Terrifyingly, this can't work as an analysis without a missing part; the 'left' should be able to jump in to offer an alternative, and simply annihilate the right.
After 2009, a Republican or a Tory, should not have been able to win a race for dog-catcher. Instead, 8 years later, they controlled every branch, and were within 3 state houses of being able to write constitutional amendments at will. The Dems barely seemed discomfited.
That's because the "opposition" was making sure not to offer an alternative, actively purging anyone in either Labour or the Dems who looked to try. A project that is on-going.
No, unfortunately, with apologies to Mann and Ornstein, it is absolutely not only the Republicans who…
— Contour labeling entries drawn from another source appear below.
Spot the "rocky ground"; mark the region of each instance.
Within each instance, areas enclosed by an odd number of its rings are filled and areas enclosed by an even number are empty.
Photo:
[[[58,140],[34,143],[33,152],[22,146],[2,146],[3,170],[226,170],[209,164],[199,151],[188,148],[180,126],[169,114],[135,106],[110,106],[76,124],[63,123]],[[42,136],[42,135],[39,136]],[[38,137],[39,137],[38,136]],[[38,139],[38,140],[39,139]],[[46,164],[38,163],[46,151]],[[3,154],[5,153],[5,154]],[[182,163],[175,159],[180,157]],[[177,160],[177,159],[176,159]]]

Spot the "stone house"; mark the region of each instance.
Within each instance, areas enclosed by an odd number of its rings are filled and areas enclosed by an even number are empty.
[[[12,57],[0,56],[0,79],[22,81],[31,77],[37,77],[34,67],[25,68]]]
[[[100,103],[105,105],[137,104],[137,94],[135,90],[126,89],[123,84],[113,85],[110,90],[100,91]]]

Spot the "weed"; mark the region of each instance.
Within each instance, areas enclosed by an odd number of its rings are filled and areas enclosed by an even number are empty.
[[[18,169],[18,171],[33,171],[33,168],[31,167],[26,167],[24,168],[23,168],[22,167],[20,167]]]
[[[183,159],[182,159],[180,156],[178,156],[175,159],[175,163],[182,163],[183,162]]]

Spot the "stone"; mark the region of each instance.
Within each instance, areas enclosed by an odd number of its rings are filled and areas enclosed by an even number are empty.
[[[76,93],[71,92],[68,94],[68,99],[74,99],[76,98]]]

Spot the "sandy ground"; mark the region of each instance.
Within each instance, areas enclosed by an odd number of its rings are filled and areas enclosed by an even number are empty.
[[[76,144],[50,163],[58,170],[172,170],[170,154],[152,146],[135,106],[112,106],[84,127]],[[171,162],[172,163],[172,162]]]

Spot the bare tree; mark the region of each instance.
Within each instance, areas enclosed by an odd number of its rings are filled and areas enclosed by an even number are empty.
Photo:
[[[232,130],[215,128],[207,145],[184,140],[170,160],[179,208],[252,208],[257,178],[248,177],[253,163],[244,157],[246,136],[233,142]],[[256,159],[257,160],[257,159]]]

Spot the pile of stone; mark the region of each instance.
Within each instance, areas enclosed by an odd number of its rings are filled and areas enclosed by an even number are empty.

Nice to see the WSJ finally recognize the Frankenstein monster that they helped create. The current political equivalent of monkeys hurling their own feces didn't happen overnight--it dates back to the days of Gingrich, if not earlier. and the WSJ encouraged GOP lunacy for decades.
I already posted about the Dems and their futile search for "bipartisanship." Diogenes had a better shot at finding an honest man that the donkey has of finding bipartisanship with today's GOP. When Mitch McConnell is your idea of an honest broker on the other side, you've already lost.